Vasculitides are disorders defined by the presence of inflammation in a blood vessel wall (vasculitis). The inflammation may occur as a primary process or secondary to an underlying disease. Clinical symptoms vary widely depending upon the types and location of the vessels involved, the extent of inflammation, and subsequent vessel wall damage with associated hemodynamic changes.

The primary vasculitides may be classified according to their clinical manifestations, the size and type of the involved blood vessels, and the pathologic changes found within the vessel walls [1].

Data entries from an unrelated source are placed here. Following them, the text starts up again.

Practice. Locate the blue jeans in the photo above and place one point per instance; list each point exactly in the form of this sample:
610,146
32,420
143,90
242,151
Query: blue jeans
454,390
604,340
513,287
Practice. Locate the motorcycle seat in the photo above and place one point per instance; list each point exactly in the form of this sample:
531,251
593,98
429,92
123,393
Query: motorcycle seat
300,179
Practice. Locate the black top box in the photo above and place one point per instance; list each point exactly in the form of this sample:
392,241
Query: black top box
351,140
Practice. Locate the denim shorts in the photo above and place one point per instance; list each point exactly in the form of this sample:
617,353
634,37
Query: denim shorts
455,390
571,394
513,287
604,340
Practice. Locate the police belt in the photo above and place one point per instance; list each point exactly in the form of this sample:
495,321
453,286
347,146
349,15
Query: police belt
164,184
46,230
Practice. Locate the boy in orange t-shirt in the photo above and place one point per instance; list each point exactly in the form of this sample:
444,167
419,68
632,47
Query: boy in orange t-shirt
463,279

The nomenclature and criteria used for classification of the primary childhood vasculitides will be reviewed here. The approach to the child with suspected vasculitis and an overview of the management of children with vasculitic disorders are presented separately. The classification and approach to vasculitides in adults are also discussed elsewhere. (See "Vasculitis in children: Evaluation" and "Vasculitis in children: Management overview" and "Overview of and approach to the vasculitides in adults".)

INCIDENCE

Vasculitis is rare in children as demonstrated by the following two population-based studies:

In an English survey of family clinicians, the estimated overall annual incidence of new cases of vasculitis was 53.3 per 100,000 children under 17 years of age [2]. The two most common vasculitides were Henoch-Schönlein purpura (immunoglobulin A [IgA] vasculitis) and Kawasaki disease, with estimated annual incidences of 20.4 and 5.5 per 100,000 in children less than 17 years of age, respectively.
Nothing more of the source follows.